On the other hand, at Krogers, CEO Rodney McMullen says the firm hasn’t got a great reliance on China, a sentiment that would undoubtedly appeal to the White House:

From a business preparedness standpoint, we’ve established an internal task force that has activated our pandemic preparedness plan with a focus on our customers, associates and supply chain. We generally believe that we have limited supply chain exposure in China as the majority of the products we source is domestic.

But he acknowledges that the situation is moving too fast to make hard-and-fast predictions about what might happen:

If you think about a lot of the basics and things that people would need to be able to keep and maintain their health and those things, it’s so early in the process in the United States and the only pattern that we would have any idea on how to look at it would be China, because it’s the most far developed in terms of going through the impacts. All of our teams, our stores, our supply chain team, our procurement folks, are incredibly focused on making sure that we stay in stock on those critical items and partnering with CPGs and our own supply chain to replenish that.

Plan ahead

It’s all going to come down to effective planning, argues Target CEO Brian Cornell:

We’ve been continually planning for weeks with our vendors and team members both here in the States and overseas. We have a highly sophisticated sourcing and supply chain organization. We're tracking this by category and by factory, even at the PL level, to ensure we’re on top of it and able to plan accordingly. We feel confident in our plans to manage through this situation.

We’ve been working closely with our overseas vendor partners. Both our own brand partners and our national brand partners understand the state of play. We’ve set up a team over the last month that’s literally meeting daily to monitor POs, to understand the state of production in China, to understand the rate of workers returning to work, understanding the state of the ports.

So we’ve been looking at this from all possible dimensions. Certainly from a merchandizing standpoint, we know that we’re going to see some periodic delays. We’re out in front of that making changes in our assortment and our promotional and presentation plans…We’ve also been working very closely with some of our domestic vendors as we see some growing demand in categories like household essentials and food and beverage to make sure we are supporting that with the right level of inventory. So it’s an ongoing process and it’s very dynamic.

My take

I’ve yet to witness any of the fabled toilet roll punch-ups personally, although I did speak to the manager of a Lidl supermarket in the UK at the weekend who confirmed that there had been scuffles in his store, as well as a line around the block to get in first when the branch opened on Friday morning. On the other hand, my local Morrison’s is fully-stocked with toilet rolls, to the extent that the store staff were setting up a promotional offer at the front of the store last night. But in a sign of what is happening - and only likely to get worse - I attempted to do an Ocado shop online last night only to find that the next available delivery slot on offer in my area is next week.
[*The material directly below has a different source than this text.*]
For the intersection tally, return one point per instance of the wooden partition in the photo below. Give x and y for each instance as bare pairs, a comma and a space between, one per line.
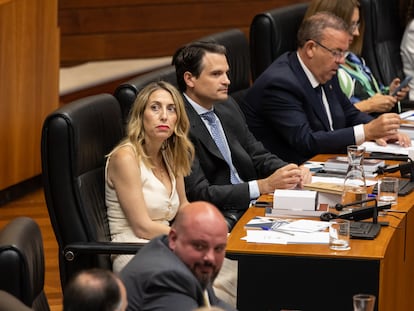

Panic buying is inevitable given the level of media hype and hysteria that’s being pushed at consumers worldwide. As the crisis goes on, supply chains are going to be tested to breaking point and within a few weeks all the ‘we’re confident we can cope’ messaging coming out of leading retailers may come to sound rather hollow.

Another challenge to the retail sector - and the online marketplaces in particular - is already emerging as that of price gouging and profiteering if the supply chains struggle to get goods to the shelves and the delivery centers. We’ll pick up on that problem - and what regulators and legislators need to do about it - tomorrow.